In attesa di poter rispondere a questa domanda, vale la pena chiedersi se la pistola che il Tesoro e la banca senese  puntano alla tempia dei risparmiatori non sia in realtà una pistola scarica. Sicuramente l’idea di promuovere una sorta di bail-in volontario non gioca a favore del governo, soprattutto alla vigilia del voto referendario. Difficilmente questa mossa può essere fatta passare per “un’opportunità” offerta ai titolari di bond MontePaschi e, anzi, a un anno di distanza dal decreto “Salvabanche”, con i risparmiatori truffati che ancora aspettano il decreto sugli arbitrati, si tratta a tutti gli effetti di un autogol. E’ un’ammissione di impotenza, di inadeguatezza e di incapacità nel gestire le crisi e i loro effetti. Ciò detto, però, occorre anche valutare perché il governo ha deciso di sacrificare gli obbligazionisti retail e cosa accadrebbe se l’aumento di capitale di MontePaschi non andasse a buon fine.
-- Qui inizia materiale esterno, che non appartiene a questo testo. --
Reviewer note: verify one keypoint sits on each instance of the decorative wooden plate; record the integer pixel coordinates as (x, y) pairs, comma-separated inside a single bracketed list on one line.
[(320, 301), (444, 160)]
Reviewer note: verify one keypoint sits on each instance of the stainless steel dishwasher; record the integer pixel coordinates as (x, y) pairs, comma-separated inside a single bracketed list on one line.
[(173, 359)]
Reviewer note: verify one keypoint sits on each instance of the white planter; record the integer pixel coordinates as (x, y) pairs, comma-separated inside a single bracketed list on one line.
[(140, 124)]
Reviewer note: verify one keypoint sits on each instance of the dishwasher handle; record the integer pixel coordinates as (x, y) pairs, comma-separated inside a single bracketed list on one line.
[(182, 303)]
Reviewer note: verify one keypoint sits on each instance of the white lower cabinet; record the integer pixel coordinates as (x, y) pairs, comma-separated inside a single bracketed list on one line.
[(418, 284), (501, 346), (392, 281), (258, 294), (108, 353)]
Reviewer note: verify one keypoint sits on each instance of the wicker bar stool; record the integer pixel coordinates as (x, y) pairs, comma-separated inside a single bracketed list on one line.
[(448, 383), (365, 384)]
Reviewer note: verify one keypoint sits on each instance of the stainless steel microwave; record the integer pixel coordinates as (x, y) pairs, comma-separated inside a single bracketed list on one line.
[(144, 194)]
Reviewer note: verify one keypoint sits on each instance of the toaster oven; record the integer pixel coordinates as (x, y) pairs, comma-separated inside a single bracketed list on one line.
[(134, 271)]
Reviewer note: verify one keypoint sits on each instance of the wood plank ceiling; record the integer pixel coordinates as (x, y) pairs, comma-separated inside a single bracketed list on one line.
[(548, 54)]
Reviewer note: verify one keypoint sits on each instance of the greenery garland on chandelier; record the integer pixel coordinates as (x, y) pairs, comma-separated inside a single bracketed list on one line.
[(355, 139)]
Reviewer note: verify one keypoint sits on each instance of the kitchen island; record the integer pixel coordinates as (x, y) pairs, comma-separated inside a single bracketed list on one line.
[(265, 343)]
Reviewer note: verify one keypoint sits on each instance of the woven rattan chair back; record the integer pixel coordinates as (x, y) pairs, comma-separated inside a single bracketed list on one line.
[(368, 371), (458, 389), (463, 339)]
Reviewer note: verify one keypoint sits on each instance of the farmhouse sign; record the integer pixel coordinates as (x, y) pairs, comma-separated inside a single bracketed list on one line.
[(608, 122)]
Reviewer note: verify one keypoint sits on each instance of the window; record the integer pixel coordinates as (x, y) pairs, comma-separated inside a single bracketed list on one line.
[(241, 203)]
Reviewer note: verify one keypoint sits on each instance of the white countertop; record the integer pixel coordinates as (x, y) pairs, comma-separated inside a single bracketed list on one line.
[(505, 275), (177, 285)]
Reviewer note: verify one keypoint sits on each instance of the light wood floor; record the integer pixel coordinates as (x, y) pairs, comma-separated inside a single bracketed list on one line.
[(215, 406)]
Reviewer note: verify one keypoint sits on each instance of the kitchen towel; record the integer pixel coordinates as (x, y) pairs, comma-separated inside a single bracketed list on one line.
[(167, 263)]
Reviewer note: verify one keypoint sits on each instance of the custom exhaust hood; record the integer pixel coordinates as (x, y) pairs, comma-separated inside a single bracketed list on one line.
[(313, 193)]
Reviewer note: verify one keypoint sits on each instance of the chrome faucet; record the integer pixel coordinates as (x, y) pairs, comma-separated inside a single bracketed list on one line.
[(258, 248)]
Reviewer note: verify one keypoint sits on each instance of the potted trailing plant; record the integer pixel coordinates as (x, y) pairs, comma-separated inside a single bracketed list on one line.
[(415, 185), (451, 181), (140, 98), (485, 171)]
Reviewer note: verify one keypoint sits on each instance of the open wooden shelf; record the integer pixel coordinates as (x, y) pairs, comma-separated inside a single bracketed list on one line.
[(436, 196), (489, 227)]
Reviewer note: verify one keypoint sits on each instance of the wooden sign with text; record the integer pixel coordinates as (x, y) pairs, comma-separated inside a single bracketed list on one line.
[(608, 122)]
A fronte dell’indisponibilità di investitori e banche, c’è davvero solo il bail-in? Assolutamente no. Il ministro del Tesoro Pier Carlo Padoan ha detto a più riprese che MontePaschi non finirà in risoluzione e che la direttiva europea Brrd prevede esplicitamente la possibilità di escludere il ricorso al bail-in in casi di estrema gravità, tali da determinare un “ampio contagio” e gravi perturbazioni sui mercati finanziari in ragione della “rilevanza sistemica delle controparti a rischio dissesto”. MontePaschi è la terza banca italiana e un suo crac avrebbe conseguenze devastanti sulle altre banche e sull’economia tutta. L’alternativa al bail-in – che minerebbe definitivamente il poco di fiducia rimasta nel sistema – è la nazionalizzazione. Non a caso a giugno il governo aveva ventilato un piano pubblico a sostegno delle banche” da attivare in caso di necessità, giusto per sondare il terreno a Bruxelles. Ora appunto, con il caso MontePaschi che sta arrivando al dunque, quel sostegno pubblico torna di attualità. Si tratta dell’ultima carta che resta in mano a Palazzo Chigi. Una carta da giocare come extrema ratio, anche perché con ogni probabilità Bruxelles non ha concesso alcunché a Roma e il rischio – giocandola – è di arrivare allo scontro frontale con la Commissione con elevate probabilità di insuccesso. Ecco perché ora il governo preferisce incrociare le dita e sperare che il sacrificio degli obbligazionisti di Siena sia sufficiente per andare avanti.